On 2/28/20 13:25, Chris Cheshire wrote:
> On Fri, Feb 28, 2020 at 12:51 PM Christopher Schultz
> <ch...@christopherschultz.net> wrote:
>>
>> -----BEGIN PGP SIGNED MESSAGE----- Hash: SHA256
>>
>> Chris and Mark,
>>
>> On 2/28/20 11:51, Mark Thomas wrote:
>>> On 28/02/2020 14:51, Chris Cheshire wrote:
>>>> (9.0.31)
>>>>
>>>> What is the reason why the pattern isn't compiled with the
>>>> case insensitive flag? Is it due to performance?
>>>
>>> I wrote that Valve. At least the first iteration anyway.
>>> Others improved it along the way.
>>>
>>> I honestly can't remember why I opted for [bB]bot rather than
>>> using CASE_INSENSITIVE.
>>>
>>> I do remember that the focus was on fixing an issue we (the
>>> ASF) were having with our public Jira instance at the time in
>>> that bots were generating huge numbers of sessions and, in
>>> turn, using up large amounts of memory.
>>>
>>> Looking at it with the benefit of hindsight I'd worry about: -
>>> performance - avoiding false positives
>>>
>>> There probably isn't much in it but I'd expect the current
>>> solution is the right one for both of those. Unless you have a
>>> very different UA pattern, in which case CASE_INSENSITIVE might
>>> help. But I am guessing about the performance which really
>>> isn't the done thing.
>>>
>>> If someone was to demonstrate that there was a measurable
>>> performance benefit to some realistic patterns to using
>>> CASE_INSENSITIVE then I'd support an enhancement to add an
>>> attribute to specify the flags to use when compiling the
>>> pattern.
>>
>
> More of a curiosity. I am doing some crawler checking in my webapp.
> I have an grossly repetitive regex and I was looking at this valve
> as an example to optimize things a bit. I figured if it was a CI
> check then it would negate the need for patterns like [bB].
>
> There are a couple of common patterns that it is leaving out though
> :
>
> .*[sS]p[iy]der.* .*facebookexternalhit.*
> .*(Mediapartners|Feedfetcher)-[gG]oogle.*
>
> (last one is adding 'mediapartners' to the subpattern already in
> your default regex)
>
>> You can always use the (?i) flag-enabler if you want to use
>> case-insensitive matches without changing the code.
>>
>
> +1 Did not know about this! If the flags can be specified in the
> pattern itself, then there probably isn't much need for adding
> extra attributes to the valve to achieve it.
>
> Java regex tutorial[1] does say there is a slight performance hit
> for a CI check, but it's not quantified. With processing speed
> increases, my guess is it is completely negligible per request.
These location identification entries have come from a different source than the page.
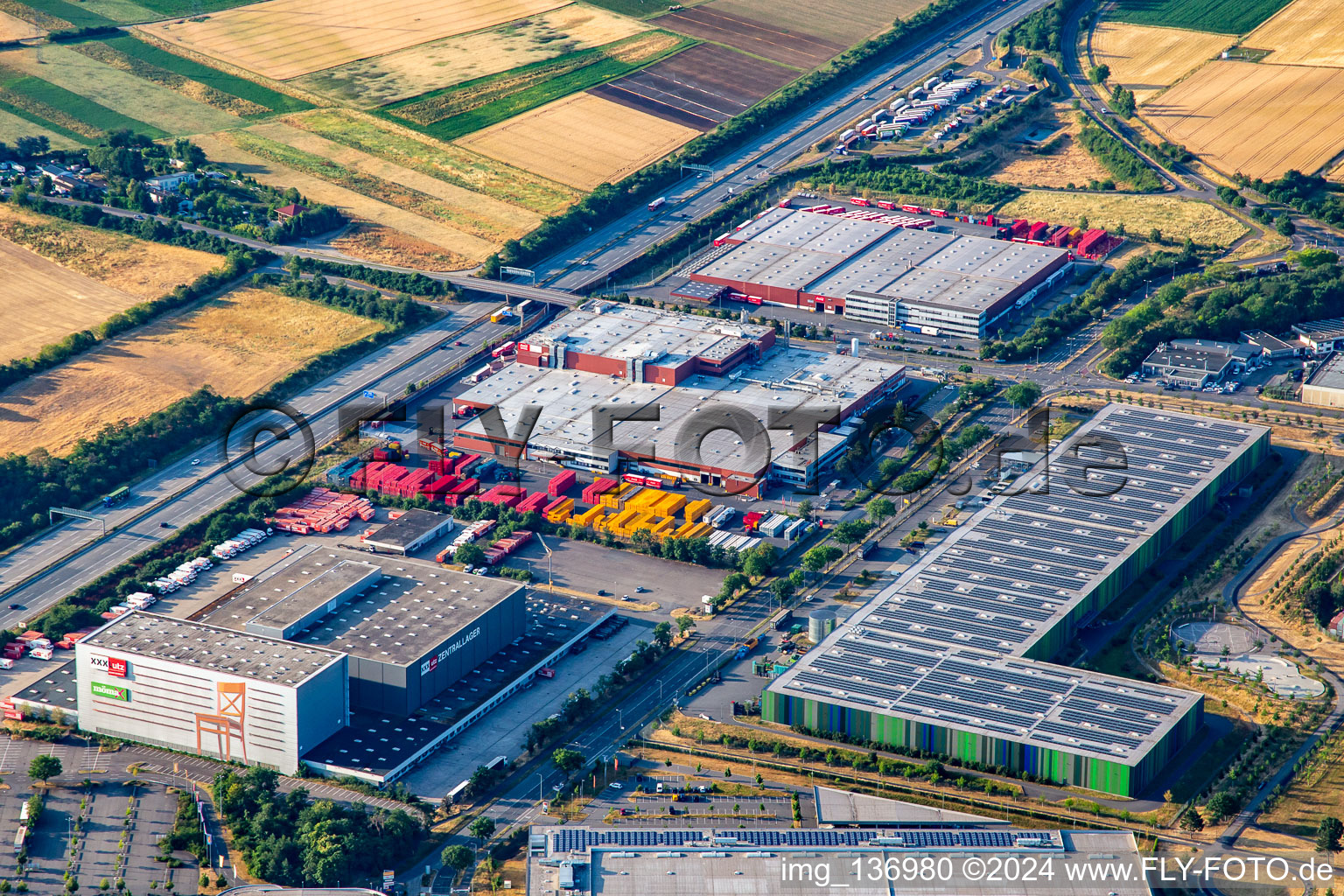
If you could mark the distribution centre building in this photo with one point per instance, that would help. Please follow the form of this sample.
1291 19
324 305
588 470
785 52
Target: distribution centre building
200 688
696 399
880 274
955 657
409 629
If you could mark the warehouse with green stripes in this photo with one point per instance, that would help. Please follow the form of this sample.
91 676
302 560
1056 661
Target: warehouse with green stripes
955 657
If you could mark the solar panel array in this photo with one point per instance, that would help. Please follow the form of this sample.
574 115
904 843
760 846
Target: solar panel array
944 644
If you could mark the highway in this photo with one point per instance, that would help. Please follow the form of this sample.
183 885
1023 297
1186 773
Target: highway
35 575
589 261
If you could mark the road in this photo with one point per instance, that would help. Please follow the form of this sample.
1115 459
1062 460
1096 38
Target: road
609 248
35 577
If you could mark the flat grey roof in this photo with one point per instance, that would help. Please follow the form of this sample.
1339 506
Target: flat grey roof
211 647
945 644
1331 374
834 256
784 379
410 610
844 808
704 861
1321 331
409 527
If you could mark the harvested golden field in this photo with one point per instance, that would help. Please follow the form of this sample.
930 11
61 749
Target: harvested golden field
133 266
222 150
238 344
445 161
290 38
1253 118
443 63
845 22
378 243
474 215
581 140
1150 60
1138 214
1306 32
15 29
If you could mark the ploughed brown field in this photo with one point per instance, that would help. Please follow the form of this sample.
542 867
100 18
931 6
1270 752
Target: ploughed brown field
697 88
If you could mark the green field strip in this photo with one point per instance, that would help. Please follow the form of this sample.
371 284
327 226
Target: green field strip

Case-insensitive checks are probably pretty quick unless you start to
get into Unicode casing and locale-specific casing. Converting [A-Z]
- -> [a-z] is a simple comparison of byte value and adding the value of
('A' - 'a'). If you need to be able to convert Б to lowercase before
performing that comparison, it requires ... some additional effort.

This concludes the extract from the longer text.